I think this answer is wrong. The denominator in the probability cannot be $\binom{20}{10}$
We have two cases in the event here.
Case1) If in the first 10 draws if we have thrown out 1 then we go for randomly picking again (this will be the 11th time) from the remaining 10 balls and throw out the randomly selected ball.
For this the number of ways = $\binom{19}{9}$ $\times$ $\binom{10}{1}$
Case2) If in the first 10 draws if we did not get 1 then the remaining 10 balls in the box will definitely have a '1', so we need not go for random picking again. We just have to pick the 1 left in the box and throw it out.
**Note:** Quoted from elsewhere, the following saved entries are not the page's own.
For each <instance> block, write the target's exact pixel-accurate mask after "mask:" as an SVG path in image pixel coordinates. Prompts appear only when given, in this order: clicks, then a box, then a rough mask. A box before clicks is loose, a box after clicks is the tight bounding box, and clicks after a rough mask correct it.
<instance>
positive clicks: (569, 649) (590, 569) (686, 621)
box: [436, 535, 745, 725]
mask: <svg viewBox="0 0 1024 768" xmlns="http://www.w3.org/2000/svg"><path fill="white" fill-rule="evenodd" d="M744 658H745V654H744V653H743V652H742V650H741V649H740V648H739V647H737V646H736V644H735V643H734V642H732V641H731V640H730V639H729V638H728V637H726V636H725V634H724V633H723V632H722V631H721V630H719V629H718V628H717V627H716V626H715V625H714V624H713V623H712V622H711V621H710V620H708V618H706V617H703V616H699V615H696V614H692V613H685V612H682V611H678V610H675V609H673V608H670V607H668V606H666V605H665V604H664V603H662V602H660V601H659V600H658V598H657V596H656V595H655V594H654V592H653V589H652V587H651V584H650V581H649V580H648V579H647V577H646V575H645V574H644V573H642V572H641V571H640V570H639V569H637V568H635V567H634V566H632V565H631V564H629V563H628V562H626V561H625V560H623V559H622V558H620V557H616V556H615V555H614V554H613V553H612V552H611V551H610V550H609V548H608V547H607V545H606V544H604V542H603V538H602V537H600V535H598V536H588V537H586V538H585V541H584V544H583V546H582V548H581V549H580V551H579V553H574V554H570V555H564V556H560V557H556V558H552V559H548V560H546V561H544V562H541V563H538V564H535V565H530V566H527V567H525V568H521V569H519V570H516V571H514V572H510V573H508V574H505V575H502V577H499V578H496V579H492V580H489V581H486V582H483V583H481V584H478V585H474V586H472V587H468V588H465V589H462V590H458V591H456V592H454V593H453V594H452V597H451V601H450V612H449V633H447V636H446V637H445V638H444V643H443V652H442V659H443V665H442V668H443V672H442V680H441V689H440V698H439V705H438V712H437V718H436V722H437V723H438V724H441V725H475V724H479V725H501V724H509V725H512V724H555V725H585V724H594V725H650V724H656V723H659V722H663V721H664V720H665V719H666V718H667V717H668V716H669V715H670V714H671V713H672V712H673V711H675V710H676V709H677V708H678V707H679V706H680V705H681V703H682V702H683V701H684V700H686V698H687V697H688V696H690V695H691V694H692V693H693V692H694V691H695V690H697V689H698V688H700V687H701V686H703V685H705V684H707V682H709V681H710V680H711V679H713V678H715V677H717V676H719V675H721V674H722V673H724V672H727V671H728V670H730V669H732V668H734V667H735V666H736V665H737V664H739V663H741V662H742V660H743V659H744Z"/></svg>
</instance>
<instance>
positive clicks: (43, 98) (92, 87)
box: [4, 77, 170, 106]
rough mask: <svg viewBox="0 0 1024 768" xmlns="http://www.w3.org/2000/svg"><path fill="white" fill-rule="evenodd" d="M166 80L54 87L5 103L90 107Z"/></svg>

For this the number of ways = $\binom{19}{10}$ $\times$ $\binom{1}{1}$
Now, we will calculate the number of ways of randomly choosing so that 2 remains in the box.
Even for this we have 2 cases.
Case1) If both '1' and '2' are not thrown out after the first 10 random pickings. In this case we need not go for 11th random picking.
For this the number of ways = $\binom{18}{10}$ $\times$ $\binom{1}{1}$
Case2) If '1' is thrown out and '2' is not thrown out in the first 10 random pickings. This case requires 11th random picking, even here we will not be choosing '2' to be thrown out.
For this the number of ways = $\binom{18}{9}$ $\times$ $\binom{9}{1}$
So, finally the required probability = [$\binom{18}{10}$ $\times$ $\binom{1}{1}$ + $\binom{18}{9}$ $\times$ $\binom{9}{1}$] $\div$ [$\binom{19}{10}$ $\times$ $\binom{1}{1}$ + $\binom{19}{9}$ $\times$ $\binom{10}{1}$]
= (9/19) .....(I have skipped numerical calculations here :P)
Please let me know if anything is incorrect. :)